This is documentation for the next version of Tempo. For the latest stable release, go to the latest version.
Version 2.0 release notes
The Tempo team is pleased to announce the newest major release of Tempo: version 2.0!
Tempo 2.0’s headline feature is the introduction of TraceQL. TraceQL is a query language modeled on PromQL and LogQL that allows you to interactively extract insights from your trace data. It provides a powerful, flexible way to pinpoint the traces you need to answer questions about your systems and analyze traces based on their structure.
Continuing in the tradition of Tempo’s close integration with Grafana as a visualization layer, we’ve also added a TraceQL query editor to Grafana’s Tempo data source. The editor is available in Grafana Cloud and for open source users in Grafana 9.3.2. We encourage open source users to upgrade to Grafana 9.4 as soon as it is released to take advantage of some additional enhancements and bug fixes.
In addition to TraceQL, Tempo 2.0 also marks the promotion of the Apache Parquet block format to the new default storage format. With this change, the Tempo maintainers are signaling that this new format has received enough testing to be ready for broad adoption.
These two changes actually go hand-in-hand: without the increased search speed enabled by the Apache Parquet block format, it would be impossible to pull off the sophisticated queries made possible by TraceQL.
Note: For a complete list of changes and enhancements, refer to the Tempo 2.0 changelog.
Features and enhancements
Some of the most important features and enhancements in Tempo 2.0 are highlighted below.
TraceQL, the trace query language
Inspired by PromQL and LogQL, TraceQL is a query language designed for selecting traces in Tempo. TraceQL makes it possible to find traces that otherwise would have been difficult or even impossible to identify with Tempo’s existing search. It also makes it possible for you to understand the broad context for an event sequence. To understand more about why we built TraceQL and the use cases we think it unlocks, see our blog post.
With this release, we’ve implemented a subset of the full TraceQL language we envision. Users can select traces based on the following:
- Span and resource attributes, timing, and duration
- Basic aggregates:
count()
andavg()
To learn more about the TraceQL syntax, see the TraceQL documentation. For information on how we plan to extend the TraceQL language, see future work.
You can run a TraceQL query either by issuing it to Tempo’s q
parameter of the search
API endpoint, or, for those using Tempo in conjunction with Grafana, by using Grafana’s TraceQL query editor, described below.

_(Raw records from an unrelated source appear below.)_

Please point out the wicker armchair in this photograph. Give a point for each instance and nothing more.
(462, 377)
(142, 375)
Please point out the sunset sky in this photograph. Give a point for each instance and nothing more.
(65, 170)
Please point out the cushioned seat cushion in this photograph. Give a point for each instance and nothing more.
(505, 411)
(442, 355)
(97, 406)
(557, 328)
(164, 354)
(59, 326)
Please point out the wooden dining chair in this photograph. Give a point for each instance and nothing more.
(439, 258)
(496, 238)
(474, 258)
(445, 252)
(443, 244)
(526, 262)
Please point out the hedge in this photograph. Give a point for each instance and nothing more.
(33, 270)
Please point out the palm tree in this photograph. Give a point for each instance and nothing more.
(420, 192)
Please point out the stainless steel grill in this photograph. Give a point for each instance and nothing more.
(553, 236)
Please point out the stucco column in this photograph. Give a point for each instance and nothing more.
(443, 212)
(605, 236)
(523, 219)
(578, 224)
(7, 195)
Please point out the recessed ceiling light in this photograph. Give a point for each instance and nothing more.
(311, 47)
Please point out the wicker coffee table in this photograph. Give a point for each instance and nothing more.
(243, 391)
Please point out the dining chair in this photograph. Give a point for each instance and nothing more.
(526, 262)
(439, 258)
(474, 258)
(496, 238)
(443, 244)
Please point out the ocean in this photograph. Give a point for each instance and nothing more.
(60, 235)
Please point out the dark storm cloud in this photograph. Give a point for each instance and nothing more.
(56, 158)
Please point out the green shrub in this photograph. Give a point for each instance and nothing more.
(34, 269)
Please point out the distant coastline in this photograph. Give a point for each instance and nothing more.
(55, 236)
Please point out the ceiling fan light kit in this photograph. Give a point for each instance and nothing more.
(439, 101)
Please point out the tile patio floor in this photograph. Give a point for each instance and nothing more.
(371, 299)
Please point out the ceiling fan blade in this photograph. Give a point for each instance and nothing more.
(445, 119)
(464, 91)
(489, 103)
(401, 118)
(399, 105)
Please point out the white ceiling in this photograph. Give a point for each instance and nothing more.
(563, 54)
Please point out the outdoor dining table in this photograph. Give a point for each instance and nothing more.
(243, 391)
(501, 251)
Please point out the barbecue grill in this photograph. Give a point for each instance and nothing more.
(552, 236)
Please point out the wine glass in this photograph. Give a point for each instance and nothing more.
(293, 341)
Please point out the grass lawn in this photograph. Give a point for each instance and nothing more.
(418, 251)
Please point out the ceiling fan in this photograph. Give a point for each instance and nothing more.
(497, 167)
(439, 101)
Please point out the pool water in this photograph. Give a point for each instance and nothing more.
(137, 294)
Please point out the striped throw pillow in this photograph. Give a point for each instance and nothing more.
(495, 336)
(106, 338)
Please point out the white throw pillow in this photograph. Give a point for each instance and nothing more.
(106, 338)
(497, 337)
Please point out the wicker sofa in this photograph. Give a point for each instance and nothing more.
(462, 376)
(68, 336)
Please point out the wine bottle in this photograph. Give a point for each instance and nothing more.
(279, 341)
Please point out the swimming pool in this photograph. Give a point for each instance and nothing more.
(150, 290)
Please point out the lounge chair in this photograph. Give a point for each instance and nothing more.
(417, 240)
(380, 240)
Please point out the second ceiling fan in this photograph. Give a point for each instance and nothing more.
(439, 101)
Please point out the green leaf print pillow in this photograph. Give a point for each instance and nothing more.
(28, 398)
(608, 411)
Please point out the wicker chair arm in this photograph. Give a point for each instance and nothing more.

TraceQL requires Tempo’s Parquet columnar format, which is the default block format in Tempo 2.0. For more information, refer to the Tempo Apache Parquet block format documentation.
TraceQL query editor in Grafana
To make it easier to run and visualize the results of TraceQL queries, we’ve added a TraceQL query editor to Grafana’s Tempo data source. The editor is available in Grafana’s Explore interface starting in Grafana version 9.3.2.
The query editor helps you learn TraceQL by offering autocomplete.
For more information, refer to the TraceQL query editor documentation.
Apache Parquet block format is the new default
The experimental Apache Parquet columnar block format introduced in Tempo v1.5 has been promoted to stable and is now the default trace storage for Tempo 2.0. We’re excited to switch to it because of the increased speed and efficiency it provides for search.
With our previous block format, we’d seen our ability to search trace data cap out at a rate of ~40-50 GB per second. Since switching to Parquet, we’re now hitting search speeds of 300 GB/s on common queries and doing so with less compute. If we define the bytes processed as the total trace bytes that are scanned, then this example query resulted in ~1.2 TB/s:
{ resource.cluster ="foo" }
and this query resulted in ~550 GB/s:
{ span.foo ="bar" }
Another benefit of the Parquet block format relative to our previous format is that users can now leverage the large ecosystem of existing Parquet tools and libraries to process and transform their trace data. We look forward to see what downstream applications people create with this ability.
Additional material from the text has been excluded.